If the “promise” system at the centre of Mischievous Alliance presented a vision of a future in which privacy and individual agency have all but disappeared, Data asks us if we have the right to reconstruct someone’s identity after they’ve gone by examining their digital footprint. A high school girl (Hana Sugisaki) tries to adjust to the idea of her widowed father’s (Tetsushi Tanaka) new girlfriend by opening up her mother’s “digital inheritance” but learns more than her mother might have wanted her to know. High school videos and pictures of old boyfriends jostle with beautiful flowers and private anxieties, but when it comes right down to it the organic memories are the only ones that count and the only things to make sense of the cluttered imagery in an uncurated personal museum of random digital moments.

Youth’s desire for knowledge and freedom is also at the heart of Akiyo Fujimura’s The Air We Can’t See which is the only one of the shorts to address nuclear anxiety in the post-Fukushima world. After some kind of event has made the surface uninhabitable, humanity has survived underground. A curious little girl, however, is fascinated by the idea of the outside. Longing to hear the birds and feel the rain, she imagines herself an exterior world but also comes to wonder if her home is a kind of prison born of fear and maybe it’s all alright up top if only you have the courage to look.

Meanwhile the apocalypse is still a little way off in Kei Ishikawa’s For Our Beautiful Country which hints obliquely at the growing threat of North Korea as missiles fly overhead with increasing frequency. The references, however, are older. A cynical ad man (Taiga) oversees a campaign promoting Japan’s remilitarisation but is later charged with letting the elderly, eccentric graphic designer (Hana Kino) know her poster is being “substituted” with something more “powerful”. After spending the day with her and coming to understand the subtle act of rebellion which has made her poster unusable for its propaganda purposes, the ad man gets a new a mission. It’s all up to the young now who have both an opportunity and a duty to ensure their country does not fall into the same kind of ugliness that sent young men off to die in the name of beauty.

Bookending the piece, Hayakawa and Ishikawa present the bleakest visions in which the descent into cruel authoritarianism may have already passed the point of no return.
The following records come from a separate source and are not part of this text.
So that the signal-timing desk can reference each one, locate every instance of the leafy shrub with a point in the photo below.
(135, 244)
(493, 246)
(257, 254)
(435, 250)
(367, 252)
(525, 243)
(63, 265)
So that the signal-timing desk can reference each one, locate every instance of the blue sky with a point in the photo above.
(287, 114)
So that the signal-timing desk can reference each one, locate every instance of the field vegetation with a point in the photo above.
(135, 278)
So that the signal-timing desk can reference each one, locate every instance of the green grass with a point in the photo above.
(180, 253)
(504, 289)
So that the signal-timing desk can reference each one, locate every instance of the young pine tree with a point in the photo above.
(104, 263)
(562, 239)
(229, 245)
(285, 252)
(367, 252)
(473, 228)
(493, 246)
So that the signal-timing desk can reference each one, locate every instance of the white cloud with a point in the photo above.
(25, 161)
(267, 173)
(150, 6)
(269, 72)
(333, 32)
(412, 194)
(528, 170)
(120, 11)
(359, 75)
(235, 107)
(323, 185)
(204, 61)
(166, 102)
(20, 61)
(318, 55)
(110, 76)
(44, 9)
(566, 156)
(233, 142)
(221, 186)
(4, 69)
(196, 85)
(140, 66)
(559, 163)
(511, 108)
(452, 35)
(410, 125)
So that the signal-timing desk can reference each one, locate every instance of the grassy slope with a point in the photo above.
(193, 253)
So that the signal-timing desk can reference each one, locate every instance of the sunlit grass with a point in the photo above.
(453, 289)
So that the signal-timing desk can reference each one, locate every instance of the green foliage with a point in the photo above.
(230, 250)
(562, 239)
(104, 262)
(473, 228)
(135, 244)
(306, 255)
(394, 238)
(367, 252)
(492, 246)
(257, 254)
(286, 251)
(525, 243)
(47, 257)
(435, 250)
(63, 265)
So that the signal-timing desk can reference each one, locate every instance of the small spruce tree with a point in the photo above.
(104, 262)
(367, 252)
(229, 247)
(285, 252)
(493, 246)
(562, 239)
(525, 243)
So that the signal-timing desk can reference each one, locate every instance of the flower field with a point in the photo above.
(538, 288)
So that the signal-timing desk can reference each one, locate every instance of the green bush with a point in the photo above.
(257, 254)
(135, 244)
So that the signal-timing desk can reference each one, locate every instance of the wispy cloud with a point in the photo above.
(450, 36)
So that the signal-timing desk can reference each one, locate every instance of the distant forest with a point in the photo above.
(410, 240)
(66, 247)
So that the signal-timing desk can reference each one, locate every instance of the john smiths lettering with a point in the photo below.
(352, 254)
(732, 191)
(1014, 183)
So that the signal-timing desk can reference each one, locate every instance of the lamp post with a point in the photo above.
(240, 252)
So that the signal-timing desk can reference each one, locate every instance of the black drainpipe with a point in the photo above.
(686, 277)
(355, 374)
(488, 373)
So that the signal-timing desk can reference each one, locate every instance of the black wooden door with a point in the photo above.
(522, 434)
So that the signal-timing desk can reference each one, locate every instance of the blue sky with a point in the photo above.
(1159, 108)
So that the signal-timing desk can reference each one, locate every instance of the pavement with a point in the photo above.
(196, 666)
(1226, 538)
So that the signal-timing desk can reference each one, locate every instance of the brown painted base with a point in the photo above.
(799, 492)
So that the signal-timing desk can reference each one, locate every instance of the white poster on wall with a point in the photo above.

The children, however, seem to disagree and universally turn away from oppressive social codes, preferring to find their own truths and committed to exploring their own freedoms. Ten Years Japan may shed the overtly political overtones of its Hong Kong inspiration but finds brief rays of hope in the midst of despair in a child’s ability to break the programming and strive for a better, fairer world free of adult duplicity.


Screened as part of the 2018 London East Asia Film Festival.